REPUBLIKA.CO.ID, JAKARTA -- Himpunan Penyewa Pusat Perbelanjaan Indonesia (Hippindo) mengakui bisnis ritel masih mengalami kelesuan hingga saat ini. Hal tersebut khususnya dirasakan oleh sektor Fast Moving Consumer Goods (FMCG).
"Semua channel FMCG mengalami masa sulit selama tiga tahun rerakhir," kata staff ahli Hippindo, Yongki Susilo kepada Republika, Ahad (1/12).
Secara umum, menurut Yongki, penurunan pertumbuhan masih dialami oleh ritel besar seperti supermarket. Meski pada 2018 kondisinya sempat membaik, ritel supermarket hanya bisa tumbuh stagnan.
Bahkan ditahun ini, ritel supermarket mengalami penurunan pertumbuhan dari Q1 ke Q3. Sedangkan hypermarket dan toko tradisional kondisinya terus memburuk. Demikian pula ritel gaya hidup yang permintaan pasarnya terus melemah, hanya 4,4 persen saja pada Q3 tahun ini berdasarkan data (BPS).
Tren pertumbuhan yang membaik hanya ditunjukkan oleh ritel mini market. Yongki melihat, masih lesunya pertumbuhan bisnis ritel ini lantaran dipengaruhi kondisi perekonomian dalam negeri yang belum membaik.
Kendati demikian, Yongki optimistis, saat kondisi perekonomian mulai normal membaik, permintaan pasar akan kembali tinggi. "Kelas menengah atas masih hati-hati belanja karena situasi ekonomi belum pick up," tutur Yongki.
Yongki melihat potensi bisnis ritel di Indonesia masih sangat besar untuk sektor FMCG dan gaya hidup. Menurut Yongki, pasar terbesar ritel berasal dari kalangan kelas menengah ke bawah. Namun, saat ini daya beli kalangan tersebut masih terbatas.
Yongki sendiri menyangkal lesunya pertumbuhan bisnis ritel disebabkan peralihan tren belanja masyarakat ke e-commerce. "E-commerce itu bukan alasan. Tidak benar. E-commerce FMCG hanya 1 persen, sedangkan e-commerce ritel total masih dibawah 2 persen," terang Yongki.
Sekarang, menurut Yongki pelaku usaha ritel masih cukup berhati-hati dalam mengambil langkah bisnis. Untuk bisa bertahan di tengah kondisi ekonomi yang kurang baik ini, Yongki menyarankan, pelaku usaha ritel sebaiknya lebih fokus memberikan layanan berbasis pada kepuasan konsumer.

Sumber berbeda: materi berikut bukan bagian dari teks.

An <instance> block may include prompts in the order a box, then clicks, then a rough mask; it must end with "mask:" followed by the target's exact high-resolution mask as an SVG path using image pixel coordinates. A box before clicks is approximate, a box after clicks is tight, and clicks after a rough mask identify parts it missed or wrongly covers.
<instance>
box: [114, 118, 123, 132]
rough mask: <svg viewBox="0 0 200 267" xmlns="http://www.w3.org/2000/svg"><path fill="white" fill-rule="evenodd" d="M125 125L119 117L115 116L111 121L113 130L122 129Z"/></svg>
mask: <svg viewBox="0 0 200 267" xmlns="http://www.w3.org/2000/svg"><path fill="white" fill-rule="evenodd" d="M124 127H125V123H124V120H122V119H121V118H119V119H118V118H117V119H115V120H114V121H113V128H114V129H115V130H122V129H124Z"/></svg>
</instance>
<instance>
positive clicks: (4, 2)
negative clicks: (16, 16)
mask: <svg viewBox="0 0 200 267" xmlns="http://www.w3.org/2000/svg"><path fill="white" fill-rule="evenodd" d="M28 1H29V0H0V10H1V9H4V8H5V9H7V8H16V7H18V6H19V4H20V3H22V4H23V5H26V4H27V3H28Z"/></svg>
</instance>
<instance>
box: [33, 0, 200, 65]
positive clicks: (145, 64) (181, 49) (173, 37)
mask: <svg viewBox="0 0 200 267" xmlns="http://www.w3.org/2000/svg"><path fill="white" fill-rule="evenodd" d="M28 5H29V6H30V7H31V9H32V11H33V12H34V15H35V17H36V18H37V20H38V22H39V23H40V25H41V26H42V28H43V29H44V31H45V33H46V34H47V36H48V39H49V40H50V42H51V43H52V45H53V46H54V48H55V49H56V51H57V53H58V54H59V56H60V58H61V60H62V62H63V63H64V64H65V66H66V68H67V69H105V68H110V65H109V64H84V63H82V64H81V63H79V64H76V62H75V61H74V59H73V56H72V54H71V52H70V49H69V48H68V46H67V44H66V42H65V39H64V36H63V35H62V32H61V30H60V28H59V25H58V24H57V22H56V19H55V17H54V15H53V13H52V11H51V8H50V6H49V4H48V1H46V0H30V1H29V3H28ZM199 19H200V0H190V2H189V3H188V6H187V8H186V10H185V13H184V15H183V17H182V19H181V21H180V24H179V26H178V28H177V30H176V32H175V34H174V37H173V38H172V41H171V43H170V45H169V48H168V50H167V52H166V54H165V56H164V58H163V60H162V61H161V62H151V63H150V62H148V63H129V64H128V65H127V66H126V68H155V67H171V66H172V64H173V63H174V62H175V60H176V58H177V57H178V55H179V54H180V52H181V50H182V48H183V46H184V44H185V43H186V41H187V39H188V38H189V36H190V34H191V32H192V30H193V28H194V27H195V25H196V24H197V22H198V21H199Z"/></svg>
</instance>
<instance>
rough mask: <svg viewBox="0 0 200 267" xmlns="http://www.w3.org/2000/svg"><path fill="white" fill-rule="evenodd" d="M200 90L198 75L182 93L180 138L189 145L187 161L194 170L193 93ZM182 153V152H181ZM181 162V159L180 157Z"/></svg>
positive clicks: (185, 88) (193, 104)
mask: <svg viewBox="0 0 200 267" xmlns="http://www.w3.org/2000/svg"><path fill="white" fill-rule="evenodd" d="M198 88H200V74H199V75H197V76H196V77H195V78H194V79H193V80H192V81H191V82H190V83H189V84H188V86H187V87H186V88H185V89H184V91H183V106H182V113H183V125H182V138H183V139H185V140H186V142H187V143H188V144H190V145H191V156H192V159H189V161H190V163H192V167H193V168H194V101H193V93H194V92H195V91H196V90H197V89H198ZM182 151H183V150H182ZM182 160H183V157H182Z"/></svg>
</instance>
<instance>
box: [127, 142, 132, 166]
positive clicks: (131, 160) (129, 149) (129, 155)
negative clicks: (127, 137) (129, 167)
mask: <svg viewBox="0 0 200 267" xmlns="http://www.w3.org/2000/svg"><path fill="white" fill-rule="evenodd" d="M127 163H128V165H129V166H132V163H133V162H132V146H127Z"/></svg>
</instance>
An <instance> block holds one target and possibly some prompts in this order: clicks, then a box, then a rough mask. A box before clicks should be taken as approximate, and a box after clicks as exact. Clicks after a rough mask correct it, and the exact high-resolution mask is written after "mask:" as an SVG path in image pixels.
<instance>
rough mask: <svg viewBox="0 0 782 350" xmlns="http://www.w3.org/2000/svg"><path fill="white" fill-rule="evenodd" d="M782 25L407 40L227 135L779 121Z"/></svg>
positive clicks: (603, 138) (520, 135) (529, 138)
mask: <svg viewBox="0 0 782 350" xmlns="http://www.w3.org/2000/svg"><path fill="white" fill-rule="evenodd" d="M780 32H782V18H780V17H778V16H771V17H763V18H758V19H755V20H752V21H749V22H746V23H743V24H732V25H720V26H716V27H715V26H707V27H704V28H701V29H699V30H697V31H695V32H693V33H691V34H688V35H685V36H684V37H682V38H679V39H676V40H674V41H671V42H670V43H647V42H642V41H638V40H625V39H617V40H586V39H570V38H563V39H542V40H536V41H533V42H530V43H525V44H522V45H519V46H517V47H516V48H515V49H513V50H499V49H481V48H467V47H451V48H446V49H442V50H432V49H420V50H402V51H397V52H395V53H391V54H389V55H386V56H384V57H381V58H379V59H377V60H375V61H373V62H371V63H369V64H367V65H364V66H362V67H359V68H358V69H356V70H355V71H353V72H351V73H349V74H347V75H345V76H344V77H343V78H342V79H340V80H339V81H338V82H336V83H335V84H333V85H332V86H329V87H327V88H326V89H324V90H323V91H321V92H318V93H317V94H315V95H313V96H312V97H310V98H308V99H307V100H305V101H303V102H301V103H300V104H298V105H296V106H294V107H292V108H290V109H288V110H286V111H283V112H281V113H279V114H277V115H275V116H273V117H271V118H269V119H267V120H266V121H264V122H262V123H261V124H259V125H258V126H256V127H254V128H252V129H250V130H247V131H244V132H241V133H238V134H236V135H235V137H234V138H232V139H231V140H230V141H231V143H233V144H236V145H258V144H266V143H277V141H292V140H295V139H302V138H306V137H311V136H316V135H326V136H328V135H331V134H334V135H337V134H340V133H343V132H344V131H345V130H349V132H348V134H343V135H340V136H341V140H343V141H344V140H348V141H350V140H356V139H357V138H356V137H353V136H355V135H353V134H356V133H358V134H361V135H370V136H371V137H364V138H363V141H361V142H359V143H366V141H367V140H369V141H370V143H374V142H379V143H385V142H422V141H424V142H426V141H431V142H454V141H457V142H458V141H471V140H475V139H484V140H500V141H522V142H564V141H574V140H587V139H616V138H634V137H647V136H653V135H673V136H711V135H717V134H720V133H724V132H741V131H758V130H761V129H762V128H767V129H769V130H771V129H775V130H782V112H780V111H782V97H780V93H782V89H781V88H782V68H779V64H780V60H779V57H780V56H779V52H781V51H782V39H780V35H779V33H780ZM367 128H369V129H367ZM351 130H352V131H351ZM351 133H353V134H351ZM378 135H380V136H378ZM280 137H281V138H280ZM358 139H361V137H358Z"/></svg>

"Kalau targetnya menengah ke atas, undang mereka, show the product and service di depan mata, buat yang heboh, tutur Yongki.
Sebagai informasi, pada Q3 tahun ini sejumlah emiten ritel mengalami penurunan laba. Salah satunya dialami oleh PT Hero Supermarket Tbk.
Berdasarkan keterbukaan informasi di Bursa Efek Indonesia (BEI), pendapatan perusahaan dengan kode emiten HERO ini turun 3,7 persen menjadi Rp9,48 triliun pada Q3 2019. Di periode yang sama tahun lalu, HERO mencatatkan pendapatan sebesar Rp 9,84 triliun.
Sementara itu, beban penjualan meningkat menjadi Rp2,87 triliun dari periode tahun lalu Rp 2,85 triliun. Selain HERO, emiten ritel yang juga mengalami penurunan pertumbuhan yaitu PT Matahari Department Store Tbk (LPPF).
Pada Q3 2019, LPPF mencatatkan laba bersih sebesar Rp 1,18 triliun. Perolehan ini turun sekitar 20,7 persen dari laba di periode yang sama tahun lalu sebesar Rp 1,49 triliun.
Sementara itu, beban pokok pendapatan pada Q3 tahun ini tercatat sebesar Rp 3,08 triliun atau naik 6,2 persen dibandingkan periode yang sama tahun lalu sebesar Rp 2,89 triliun.
Kendati demikian, tidak semua pelaku ritel mengalami penurunan pertumbuhan. PT Ace Hardware Indonesia Tbk mengalami pertumbuhan laba sebesar Rp 732,71 miliar pada Q3 tahun ini dari Rp704,02 miliar pada periode yang sama tahun lalu.
Sedangkan PT Mitra Adiperkasa berhasil mencatatkan laba sebesar Rp 812,91 miliar pada Q3 tahun ini, naik dari Rp588,14 miliar dibandingkan periode yang sama tahun lalu.